If lack of women at high levels (and that is the point here – there are plenty of women in community theatre) is evident, then that is a sign that the ‘processes’ and attitudes are wrong, and need to be tackled. If there was a reasonable number of women at the appropriate level, there wouldn’t be the need for such action.
I agree that quotas alone can’t do it. I’m all for the kind of affirmative action that looks at the structural problems, networks and so on that form barriers to women making the leap to the upper echelons. But quotas while that is taking place seem okay to me. There is plenty of female talent out there, and I’m sure it wouldn’t be too hard to ferret it out.
There’s a very pervasive view in the arts, which many feminists remain concerned about, that what women create is marginal in theme, while men’s art is concerned with universals and exists in the mainstream (what some feminists call the ‘malestream’).
It’s all part of the disastrous myth of post feminism — the belief that there’s no reason to be inclusive of women because they’ve had their say, and discrimination no longer exists. It’s this myth that has resulted in ABC television bringing viewers an almost exclusively male comedy line-up in the last few years. And, although two of the reporters are female, I had to stop watching Sunday Arts because I got so incensed at the roughly 80-20 per cent ratio of men to women in the visual arts. Local ABC Radio is also pretty appalling.
One thing your comment doesn’t address is the importance of women’s perspectives being presented on stage. The fact is a purely male perspective in all areas of the arts is deadly dull. It also tells women that they shouldn’t bother. Instead they should have more babies, and that’s exactly what they’re now doing in Australia — higher birth rates are correlated with job discrimination against women. And this at a time when the planet is running out of resources and we need to urgently cut population!
I presume the reason for that second, bigger laugh about young male bods piled up outside is the great unmentionable in this debate, which is Sydney supposed theatre’s gay mafia? The old joke around the luvvie traps being about this young, voluptuous aspiring female playwright who promises not to suck the director’s c*ck if he’ll at least read her new play…
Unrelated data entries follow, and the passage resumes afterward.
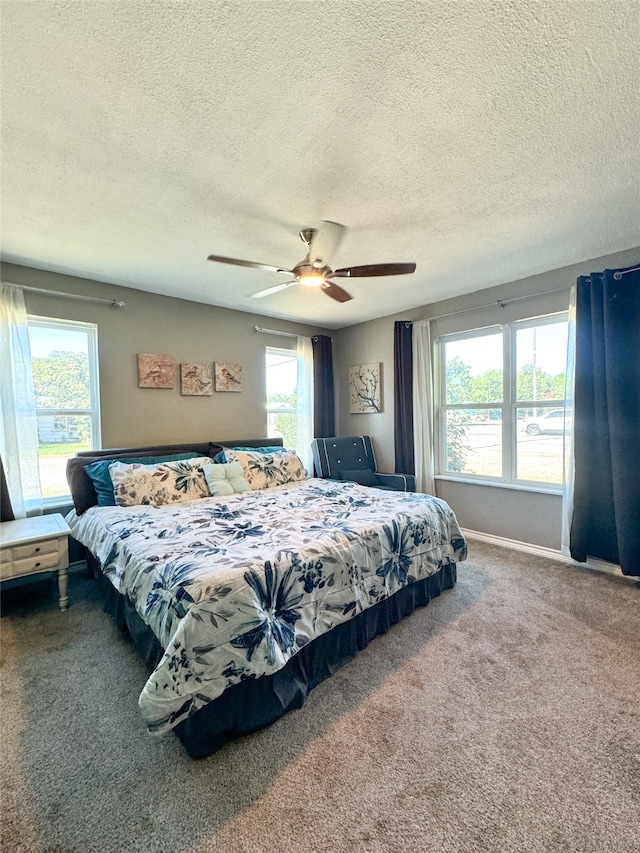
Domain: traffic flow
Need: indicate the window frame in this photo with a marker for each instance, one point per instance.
(286, 353)
(93, 411)
(508, 406)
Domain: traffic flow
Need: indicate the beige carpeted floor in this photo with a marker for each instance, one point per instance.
(505, 716)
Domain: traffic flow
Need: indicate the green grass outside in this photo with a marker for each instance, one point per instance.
(63, 449)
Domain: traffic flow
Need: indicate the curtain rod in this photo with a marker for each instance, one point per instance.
(619, 273)
(115, 303)
(274, 332)
(499, 302)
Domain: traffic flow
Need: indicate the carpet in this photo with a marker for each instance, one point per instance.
(505, 716)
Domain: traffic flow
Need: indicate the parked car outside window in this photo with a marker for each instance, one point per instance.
(551, 422)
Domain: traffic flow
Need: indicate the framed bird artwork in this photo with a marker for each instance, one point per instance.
(196, 380)
(228, 375)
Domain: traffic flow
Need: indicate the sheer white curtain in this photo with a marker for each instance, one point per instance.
(18, 425)
(569, 466)
(423, 407)
(304, 421)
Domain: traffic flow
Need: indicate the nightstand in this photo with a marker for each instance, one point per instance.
(29, 546)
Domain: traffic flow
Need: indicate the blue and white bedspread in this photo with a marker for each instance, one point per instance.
(233, 587)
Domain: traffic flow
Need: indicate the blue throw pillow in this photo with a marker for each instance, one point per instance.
(101, 479)
(221, 458)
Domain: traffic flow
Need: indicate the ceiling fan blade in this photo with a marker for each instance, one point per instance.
(374, 269)
(325, 243)
(336, 292)
(238, 263)
(276, 287)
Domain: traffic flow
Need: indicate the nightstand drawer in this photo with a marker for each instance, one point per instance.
(36, 549)
(39, 563)
(33, 545)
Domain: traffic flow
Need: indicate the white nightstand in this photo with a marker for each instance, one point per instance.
(29, 546)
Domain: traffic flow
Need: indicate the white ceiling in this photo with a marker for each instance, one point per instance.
(485, 140)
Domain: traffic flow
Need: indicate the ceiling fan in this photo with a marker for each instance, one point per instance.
(313, 270)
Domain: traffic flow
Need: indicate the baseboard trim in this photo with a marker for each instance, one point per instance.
(549, 553)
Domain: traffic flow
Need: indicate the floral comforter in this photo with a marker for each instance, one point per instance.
(233, 587)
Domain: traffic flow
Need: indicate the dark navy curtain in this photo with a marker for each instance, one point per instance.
(6, 510)
(606, 510)
(403, 397)
(324, 420)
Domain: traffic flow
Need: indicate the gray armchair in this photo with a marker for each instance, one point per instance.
(352, 458)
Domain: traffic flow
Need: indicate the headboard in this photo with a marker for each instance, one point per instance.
(81, 485)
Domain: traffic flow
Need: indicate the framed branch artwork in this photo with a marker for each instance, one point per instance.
(228, 376)
(365, 388)
(196, 380)
(156, 371)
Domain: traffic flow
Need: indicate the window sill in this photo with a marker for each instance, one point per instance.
(518, 487)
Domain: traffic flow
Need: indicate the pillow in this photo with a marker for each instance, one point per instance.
(225, 479)
(101, 478)
(363, 476)
(159, 485)
(220, 456)
(263, 470)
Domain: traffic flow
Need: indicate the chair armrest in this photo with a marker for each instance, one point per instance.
(399, 482)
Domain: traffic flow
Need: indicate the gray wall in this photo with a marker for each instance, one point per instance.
(188, 331)
(512, 513)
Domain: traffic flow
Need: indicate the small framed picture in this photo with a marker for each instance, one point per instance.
(364, 388)
(196, 380)
(228, 376)
(156, 371)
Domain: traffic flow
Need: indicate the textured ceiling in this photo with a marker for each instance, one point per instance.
(486, 141)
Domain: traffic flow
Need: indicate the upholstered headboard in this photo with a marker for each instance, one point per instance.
(81, 485)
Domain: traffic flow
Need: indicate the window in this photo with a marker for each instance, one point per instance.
(282, 395)
(501, 403)
(290, 397)
(65, 376)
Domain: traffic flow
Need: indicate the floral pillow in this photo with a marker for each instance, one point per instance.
(263, 470)
(158, 485)
(225, 479)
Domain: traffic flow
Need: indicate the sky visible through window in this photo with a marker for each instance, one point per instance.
(485, 351)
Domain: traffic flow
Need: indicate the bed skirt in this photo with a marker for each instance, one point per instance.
(255, 703)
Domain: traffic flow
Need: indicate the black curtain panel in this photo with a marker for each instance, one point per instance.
(6, 510)
(403, 400)
(324, 419)
(606, 512)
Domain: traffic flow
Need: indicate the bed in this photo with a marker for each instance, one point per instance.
(241, 602)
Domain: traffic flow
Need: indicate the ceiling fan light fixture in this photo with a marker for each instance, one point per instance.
(311, 279)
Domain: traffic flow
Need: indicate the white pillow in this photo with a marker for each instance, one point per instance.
(225, 479)
(160, 484)
(262, 470)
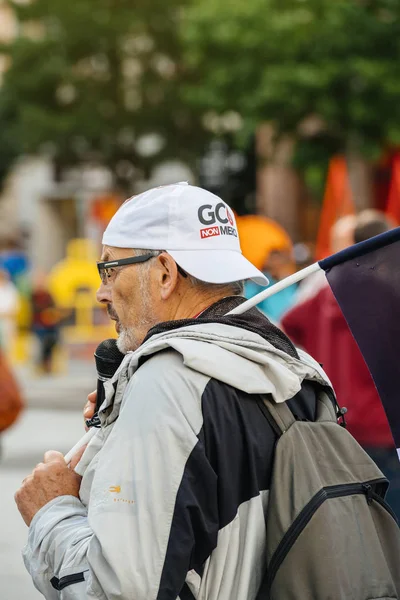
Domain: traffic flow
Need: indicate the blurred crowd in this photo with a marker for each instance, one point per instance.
(311, 317)
(307, 312)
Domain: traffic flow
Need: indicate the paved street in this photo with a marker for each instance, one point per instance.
(52, 421)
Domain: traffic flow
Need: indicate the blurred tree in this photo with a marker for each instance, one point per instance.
(97, 82)
(312, 67)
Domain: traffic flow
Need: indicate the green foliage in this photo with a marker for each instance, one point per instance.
(284, 60)
(87, 79)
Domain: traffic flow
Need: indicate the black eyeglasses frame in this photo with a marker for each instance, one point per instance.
(130, 260)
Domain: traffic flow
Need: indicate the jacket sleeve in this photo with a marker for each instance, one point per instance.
(149, 519)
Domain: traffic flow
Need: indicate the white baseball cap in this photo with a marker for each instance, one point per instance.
(195, 227)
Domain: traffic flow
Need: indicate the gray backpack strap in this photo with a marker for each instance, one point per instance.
(280, 412)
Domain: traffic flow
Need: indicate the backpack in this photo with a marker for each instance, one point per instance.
(330, 533)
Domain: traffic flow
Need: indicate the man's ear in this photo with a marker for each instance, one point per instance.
(168, 275)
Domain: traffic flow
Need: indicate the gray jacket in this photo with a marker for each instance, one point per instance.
(175, 483)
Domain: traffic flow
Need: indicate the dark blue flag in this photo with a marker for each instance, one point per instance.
(365, 280)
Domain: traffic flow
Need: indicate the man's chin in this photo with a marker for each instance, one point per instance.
(125, 343)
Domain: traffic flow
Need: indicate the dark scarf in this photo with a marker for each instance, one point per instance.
(252, 320)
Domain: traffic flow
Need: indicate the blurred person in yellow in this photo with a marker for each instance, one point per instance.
(259, 236)
(45, 323)
(9, 303)
(267, 245)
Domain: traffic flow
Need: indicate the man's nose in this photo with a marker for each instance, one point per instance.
(103, 294)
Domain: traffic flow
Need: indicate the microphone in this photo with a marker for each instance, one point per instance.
(108, 358)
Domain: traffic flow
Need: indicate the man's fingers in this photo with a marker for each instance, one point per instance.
(53, 456)
(92, 397)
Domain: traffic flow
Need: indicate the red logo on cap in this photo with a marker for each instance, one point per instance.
(209, 232)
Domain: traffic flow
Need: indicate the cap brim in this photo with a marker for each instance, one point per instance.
(217, 266)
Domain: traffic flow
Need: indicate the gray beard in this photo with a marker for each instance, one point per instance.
(128, 340)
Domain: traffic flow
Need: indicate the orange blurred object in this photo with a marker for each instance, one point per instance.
(338, 202)
(104, 207)
(393, 204)
(259, 236)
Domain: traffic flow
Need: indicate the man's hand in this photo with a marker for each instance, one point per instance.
(90, 407)
(50, 479)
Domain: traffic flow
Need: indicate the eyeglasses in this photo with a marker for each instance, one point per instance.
(107, 269)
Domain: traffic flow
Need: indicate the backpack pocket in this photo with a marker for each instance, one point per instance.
(323, 552)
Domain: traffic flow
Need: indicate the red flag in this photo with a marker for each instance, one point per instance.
(338, 202)
(393, 204)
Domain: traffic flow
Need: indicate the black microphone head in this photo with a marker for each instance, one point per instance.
(108, 358)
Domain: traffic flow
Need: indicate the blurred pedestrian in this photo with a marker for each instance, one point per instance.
(8, 312)
(45, 323)
(318, 326)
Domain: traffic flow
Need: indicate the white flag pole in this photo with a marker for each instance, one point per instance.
(277, 287)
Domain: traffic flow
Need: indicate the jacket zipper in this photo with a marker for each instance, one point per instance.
(305, 515)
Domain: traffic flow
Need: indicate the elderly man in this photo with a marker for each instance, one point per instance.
(169, 498)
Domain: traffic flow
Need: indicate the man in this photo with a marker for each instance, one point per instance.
(170, 496)
(318, 326)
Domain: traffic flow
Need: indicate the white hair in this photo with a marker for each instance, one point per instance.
(234, 288)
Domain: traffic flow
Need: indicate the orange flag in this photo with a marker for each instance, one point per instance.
(393, 203)
(338, 202)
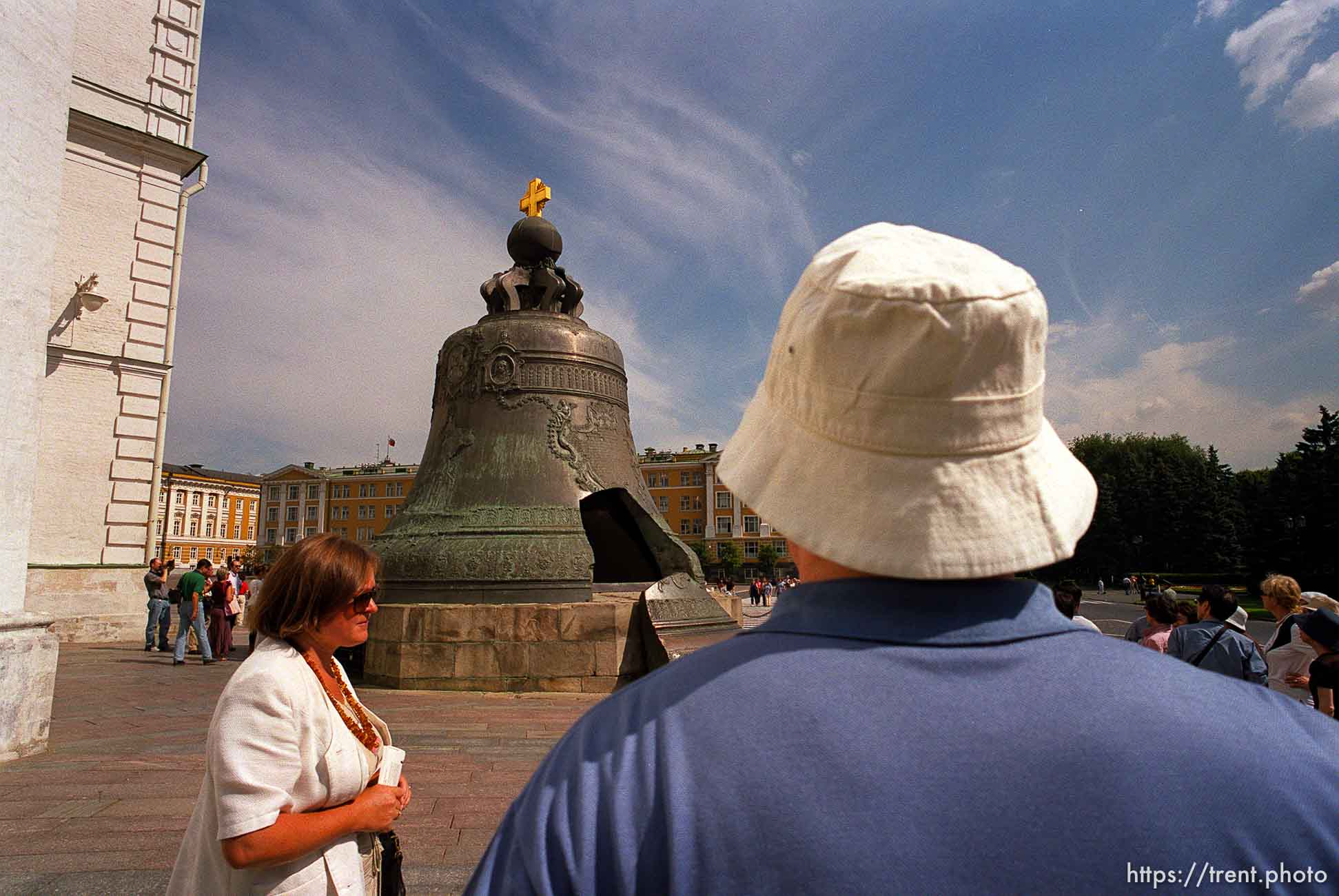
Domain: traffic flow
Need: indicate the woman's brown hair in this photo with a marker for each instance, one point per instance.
(312, 578)
(1285, 591)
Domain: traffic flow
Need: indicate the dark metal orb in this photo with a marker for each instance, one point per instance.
(533, 240)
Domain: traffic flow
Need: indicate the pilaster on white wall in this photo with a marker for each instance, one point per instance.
(37, 51)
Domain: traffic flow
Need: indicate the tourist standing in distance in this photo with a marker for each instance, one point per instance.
(160, 611)
(193, 587)
(931, 721)
(1067, 596)
(1160, 613)
(1214, 643)
(285, 804)
(220, 630)
(1320, 630)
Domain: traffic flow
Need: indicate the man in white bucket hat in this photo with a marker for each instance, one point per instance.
(931, 722)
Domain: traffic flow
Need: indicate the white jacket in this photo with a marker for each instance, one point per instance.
(275, 742)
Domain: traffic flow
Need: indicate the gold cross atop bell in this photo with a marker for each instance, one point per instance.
(536, 194)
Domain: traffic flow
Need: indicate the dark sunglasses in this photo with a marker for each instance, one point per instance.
(366, 599)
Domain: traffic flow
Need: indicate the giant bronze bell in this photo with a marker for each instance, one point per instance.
(529, 489)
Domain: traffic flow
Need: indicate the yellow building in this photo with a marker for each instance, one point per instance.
(205, 513)
(699, 508)
(352, 501)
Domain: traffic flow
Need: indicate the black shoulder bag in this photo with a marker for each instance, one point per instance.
(1198, 658)
(393, 866)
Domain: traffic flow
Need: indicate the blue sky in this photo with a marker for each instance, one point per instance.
(1165, 169)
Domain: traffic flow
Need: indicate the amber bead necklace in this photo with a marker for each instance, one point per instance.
(360, 728)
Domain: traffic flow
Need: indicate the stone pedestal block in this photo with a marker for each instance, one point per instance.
(579, 647)
(96, 603)
(27, 684)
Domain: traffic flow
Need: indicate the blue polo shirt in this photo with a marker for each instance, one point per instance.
(888, 735)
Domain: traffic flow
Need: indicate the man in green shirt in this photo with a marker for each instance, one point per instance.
(193, 589)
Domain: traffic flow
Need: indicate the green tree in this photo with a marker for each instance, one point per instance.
(1291, 509)
(1163, 504)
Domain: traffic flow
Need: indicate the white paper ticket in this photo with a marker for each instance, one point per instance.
(393, 758)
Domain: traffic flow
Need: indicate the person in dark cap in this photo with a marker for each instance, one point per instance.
(1214, 643)
(932, 722)
(1320, 630)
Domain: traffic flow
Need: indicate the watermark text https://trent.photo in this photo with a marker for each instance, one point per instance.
(1201, 873)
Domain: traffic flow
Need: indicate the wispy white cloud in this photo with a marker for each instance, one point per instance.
(1322, 291)
(1214, 8)
(1314, 101)
(1271, 47)
(1104, 378)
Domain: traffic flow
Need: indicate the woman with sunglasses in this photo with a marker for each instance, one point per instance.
(289, 802)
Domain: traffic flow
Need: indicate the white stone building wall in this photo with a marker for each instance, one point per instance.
(37, 47)
(129, 99)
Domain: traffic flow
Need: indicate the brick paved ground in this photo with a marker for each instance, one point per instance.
(105, 808)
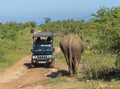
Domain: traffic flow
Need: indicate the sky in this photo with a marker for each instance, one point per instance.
(36, 10)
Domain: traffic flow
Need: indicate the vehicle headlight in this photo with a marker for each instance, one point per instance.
(49, 56)
(34, 57)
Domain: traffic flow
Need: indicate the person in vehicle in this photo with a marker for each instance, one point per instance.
(49, 39)
(38, 39)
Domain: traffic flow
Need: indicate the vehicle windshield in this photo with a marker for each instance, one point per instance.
(42, 47)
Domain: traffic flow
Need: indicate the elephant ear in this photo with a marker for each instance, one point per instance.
(81, 38)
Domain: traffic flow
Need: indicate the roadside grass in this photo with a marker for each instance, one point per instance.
(15, 50)
(96, 71)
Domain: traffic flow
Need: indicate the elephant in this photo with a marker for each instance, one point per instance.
(72, 46)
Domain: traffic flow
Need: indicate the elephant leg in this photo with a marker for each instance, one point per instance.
(70, 63)
(77, 61)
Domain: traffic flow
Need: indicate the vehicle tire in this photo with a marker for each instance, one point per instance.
(32, 64)
(52, 64)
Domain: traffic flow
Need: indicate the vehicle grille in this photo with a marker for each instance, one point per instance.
(42, 57)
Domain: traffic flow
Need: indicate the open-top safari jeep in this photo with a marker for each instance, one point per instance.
(43, 49)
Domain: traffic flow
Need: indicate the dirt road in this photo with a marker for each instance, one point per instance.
(20, 75)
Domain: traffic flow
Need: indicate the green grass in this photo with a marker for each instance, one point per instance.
(15, 50)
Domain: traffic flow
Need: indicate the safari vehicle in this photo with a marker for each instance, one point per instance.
(43, 49)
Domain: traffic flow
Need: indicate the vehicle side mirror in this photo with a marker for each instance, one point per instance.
(31, 50)
(53, 49)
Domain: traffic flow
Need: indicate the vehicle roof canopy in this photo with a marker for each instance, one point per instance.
(43, 34)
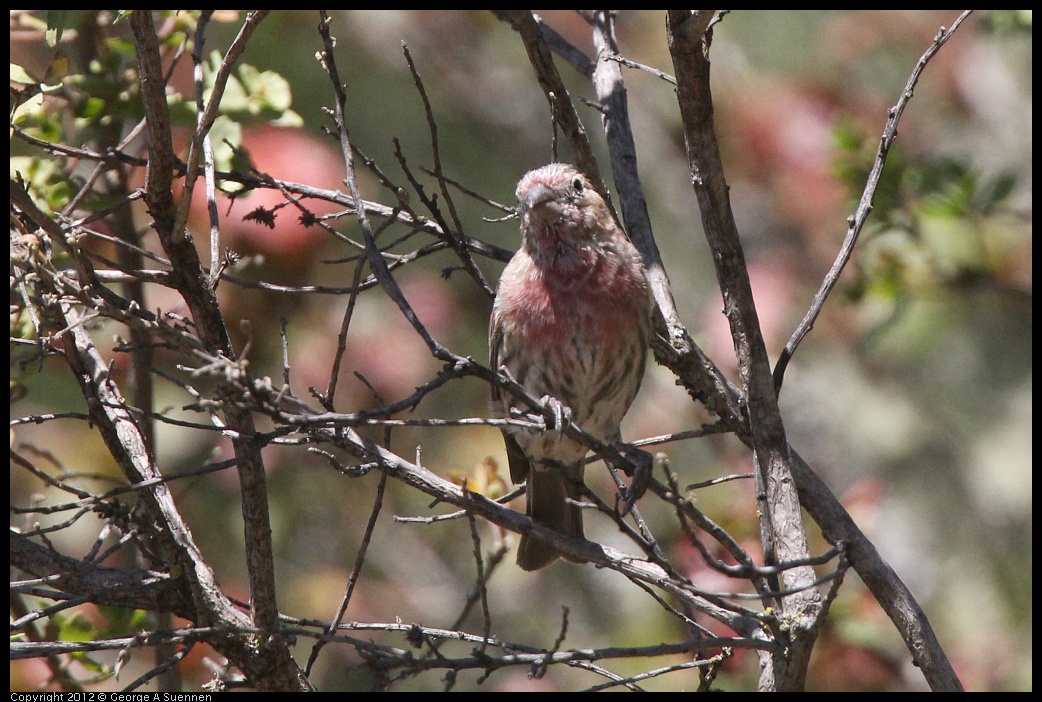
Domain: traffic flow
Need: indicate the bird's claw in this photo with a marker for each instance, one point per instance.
(562, 414)
(641, 464)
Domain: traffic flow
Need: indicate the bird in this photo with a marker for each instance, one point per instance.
(571, 323)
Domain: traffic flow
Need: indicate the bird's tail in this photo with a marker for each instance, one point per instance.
(549, 492)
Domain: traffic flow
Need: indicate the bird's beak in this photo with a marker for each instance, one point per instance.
(539, 200)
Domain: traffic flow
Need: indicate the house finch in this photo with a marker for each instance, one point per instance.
(571, 323)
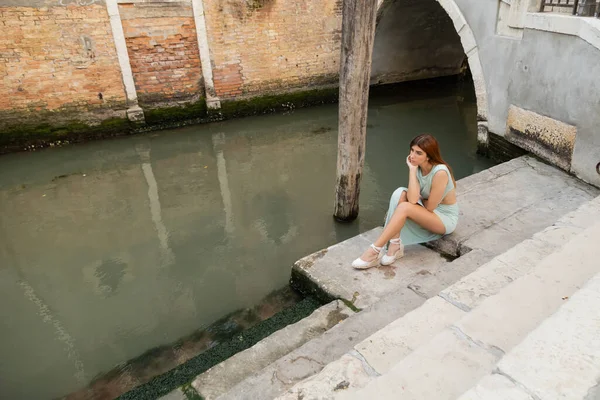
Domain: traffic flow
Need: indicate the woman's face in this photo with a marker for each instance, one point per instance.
(417, 156)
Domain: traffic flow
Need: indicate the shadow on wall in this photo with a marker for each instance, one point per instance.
(415, 40)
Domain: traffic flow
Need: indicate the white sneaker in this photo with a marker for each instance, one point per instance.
(389, 260)
(359, 263)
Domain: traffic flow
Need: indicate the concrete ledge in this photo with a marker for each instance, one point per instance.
(313, 356)
(559, 359)
(587, 29)
(224, 376)
(550, 139)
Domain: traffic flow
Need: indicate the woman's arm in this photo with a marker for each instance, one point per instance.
(414, 189)
(438, 185)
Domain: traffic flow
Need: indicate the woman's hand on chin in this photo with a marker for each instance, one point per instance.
(411, 167)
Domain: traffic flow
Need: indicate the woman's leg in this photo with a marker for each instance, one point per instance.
(393, 247)
(417, 213)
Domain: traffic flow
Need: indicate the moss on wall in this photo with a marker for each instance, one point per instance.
(34, 136)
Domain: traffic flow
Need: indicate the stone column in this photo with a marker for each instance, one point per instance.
(358, 35)
(134, 112)
(212, 101)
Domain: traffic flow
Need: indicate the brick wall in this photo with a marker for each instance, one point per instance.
(58, 63)
(163, 51)
(264, 46)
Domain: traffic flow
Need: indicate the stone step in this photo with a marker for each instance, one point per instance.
(455, 359)
(310, 358)
(222, 377)
(385, 294)
(390, 345)
(559, 359)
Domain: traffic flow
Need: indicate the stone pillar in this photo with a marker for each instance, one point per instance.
(358, 35)
(134, 112)
(212, 101)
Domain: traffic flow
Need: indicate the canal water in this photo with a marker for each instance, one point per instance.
(113, 248)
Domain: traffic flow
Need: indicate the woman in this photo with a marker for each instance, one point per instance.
(424, 211)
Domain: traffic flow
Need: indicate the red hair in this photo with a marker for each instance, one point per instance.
(431, 147)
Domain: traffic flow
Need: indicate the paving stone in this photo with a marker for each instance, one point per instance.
(524, 197)
(587, 215)
(561, 358)
(224, 376)
(557, 235)
(503, 320)
(312, 357)
(496, 387)
(331, 270)
(347, 373)
(429, 285)
(176, 394)
(442, 369)
(391, 344)
(490, 278)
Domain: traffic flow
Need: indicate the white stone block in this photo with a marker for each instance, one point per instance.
(391, 344)
(561, 358)
(496, 387)
(442, 369)
(347, 373)
(503, 320)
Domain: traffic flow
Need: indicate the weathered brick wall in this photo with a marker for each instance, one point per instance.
(58, 63)
(263, 46)
(163, 51)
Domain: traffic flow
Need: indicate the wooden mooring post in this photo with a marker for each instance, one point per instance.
(358, 35)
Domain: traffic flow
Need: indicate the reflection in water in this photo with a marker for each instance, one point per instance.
(113, 248)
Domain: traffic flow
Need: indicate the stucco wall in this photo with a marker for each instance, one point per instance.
(554, 75)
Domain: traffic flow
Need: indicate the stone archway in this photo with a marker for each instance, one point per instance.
(469, 46)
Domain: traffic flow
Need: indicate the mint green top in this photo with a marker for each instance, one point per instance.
(426, 181)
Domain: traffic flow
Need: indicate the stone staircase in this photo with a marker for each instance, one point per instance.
(427, 327)
(443, 348)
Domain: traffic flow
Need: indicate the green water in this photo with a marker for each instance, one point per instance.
(115, 247)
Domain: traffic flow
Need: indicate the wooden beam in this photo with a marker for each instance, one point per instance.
(358, 35)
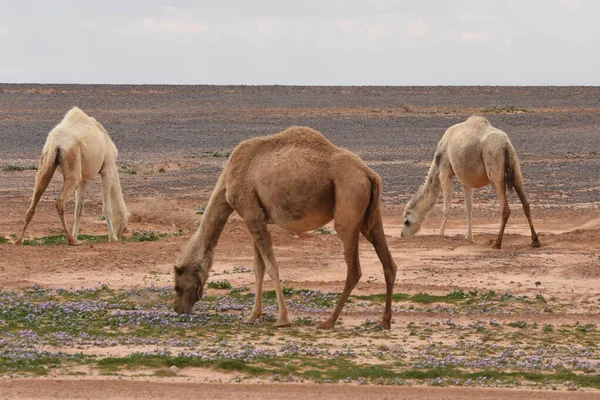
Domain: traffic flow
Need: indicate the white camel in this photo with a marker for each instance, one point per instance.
(477, 154)
(80, 148)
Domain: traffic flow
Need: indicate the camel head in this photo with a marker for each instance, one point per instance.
(189, 285)
(411, 220)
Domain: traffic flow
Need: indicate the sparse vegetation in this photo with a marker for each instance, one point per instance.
(53, 240)
(127, 170)
(37, 325)
(324, 230)
(222, 284)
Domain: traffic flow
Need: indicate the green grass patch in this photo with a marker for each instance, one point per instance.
(54, 240)
(421, 298)
(222, 284)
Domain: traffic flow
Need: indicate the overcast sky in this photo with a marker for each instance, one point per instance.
(302, 42)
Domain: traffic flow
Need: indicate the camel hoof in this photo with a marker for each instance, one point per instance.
(326, 325)
(251, 320)
(282, 324)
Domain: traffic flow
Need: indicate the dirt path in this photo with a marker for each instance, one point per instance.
(25, 389)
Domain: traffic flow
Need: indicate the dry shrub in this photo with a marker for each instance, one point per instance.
(162, 210)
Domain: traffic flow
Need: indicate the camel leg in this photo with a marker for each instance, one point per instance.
(262, 241)
(259, 273)
(69, 187)
(79, 200)
(504, 208)
(71, 167)
(42, 180)
(348, 229)
(468, 191)
(446, 182)
(106, 206)
(377, 239)
(535, 242)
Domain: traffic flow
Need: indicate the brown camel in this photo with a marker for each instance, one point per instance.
(478, 154)
(298, 180)
(80, 148)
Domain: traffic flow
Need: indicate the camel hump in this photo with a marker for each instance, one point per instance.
(477, 121)
(74, 115)
(302, 135)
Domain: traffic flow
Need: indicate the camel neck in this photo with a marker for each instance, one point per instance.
(199, 250)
It’d be nice if someone had the inside knowledge and bollix to discuss whether there’s any substance to this oft-muttered aside. A gay collegiate sub-culture can be the most viciously excluding misogynist male domain of all, and it comes with its own standing PC-based prophylactic against anti-descrimination criticism. I’ve flittered about the fringes of Sydney theatre enough to hear insiders chuckle about it again and again, and I reckon I’ve watched just enough new theatre (though not so much since dadhood) to detect a dreary-ish, (and I think) samey-ish, transgressive-sexual aesthetic heritage to (too?) much of it, one which doesn’t seem to have a terribly high opinion of women generally (certainly not women actors). OTOH it could just be my deeply-embedded homophobia as a fine upstanding straight white chap entirely comfortable with his red-blooded hetero-sexuality
and an entirely-innocent – I tell ya! – penchant for Turkish bathsand the short stories of W. Somerset Maughan. OTOOH…well, it’s just that the last time I was s*cking off the famous artistic director ——– ——— he did moan something like ‘Gracious, your writing really is improving, Jack…*gasp*…keep that up you saucy young catamite and I might take a look at your latest, after all…*gasp*…’Then again his skivvy had dropped down over my ears at the time, so I may well have been mistaken…O pray, anyone in luvviedom more informed: is there a gay mafia dominating Sydney’s cutting edge theatre, and if so, who is donned in (and up)? And is there a strain of gay-misogyny embarced in some quarters? And does it matter, anyway, if the work’s any good? And is the work any good? And do many women in the trade find the kind aesthetic/career path options such a mileau offers terribly interesting/attractive anyway, when there are such thriving, diverse and cetainly accessible alternative theatre cultures in Brizzy, Melbourne, Adelaide…even regions and suburban centres, these days…?
I was part of that panel. My rather different view of the discussion is is posted on my blog.
It seems worthwhile to point out that this (well documented and unarguable) gendered inequity is only a problem for the main stage companies. It is a different story in the independent theatres; and yes, colleges are training as many women directors as men, if not more.